Lesson 12 min 20 XP
Evidence Ethics
The rules of evidence integrity — what's acceptable, what's distortion, and what gets you disqualified.
The Rules of Evidence Integrity
Debate has strict norms about evidence use. Violating them can result in losing rounds, being reported to tournament officials, or being banned from competition.
Cardinal Sins
- Fabrication: Making up evidence that doesn't exist. This is immediate disqualification.
- Clipping: Reading only part of your highlighted text while marking all of it as read.
- Distortion: Cutting evidence in a way that reverses or significantly changes the author's meaning.
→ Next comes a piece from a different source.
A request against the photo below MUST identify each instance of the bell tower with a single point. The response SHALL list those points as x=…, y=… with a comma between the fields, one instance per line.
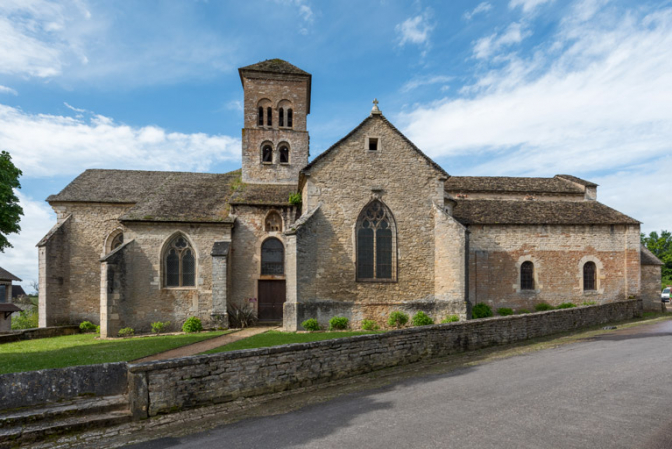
x=275, y=138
- Misattribution: Attributing a quote to a more credible source than the actual author.
Gray Areas
- Power-tagging: Writing a tag line that slightly overstates what the evidence actually says. Common and debated — some judges penalize it, others consider it normal advocacy.
- Ellipsis use: Cutting out middle sections of a paragraph with '...' — acceptable if it doesn't change meaning, unethical if it does.
- Old evidence: Using outdated evidence isn't unethical, but opponents can challenge its relevance.
Evidence Challenges
Any debater can challenge their opponent's evidence. The tournament will review the original source. If the evidence is fabricated or grossly distorted, the challenging team wins. If the challenge is frivolous, the challenging team may be penalized.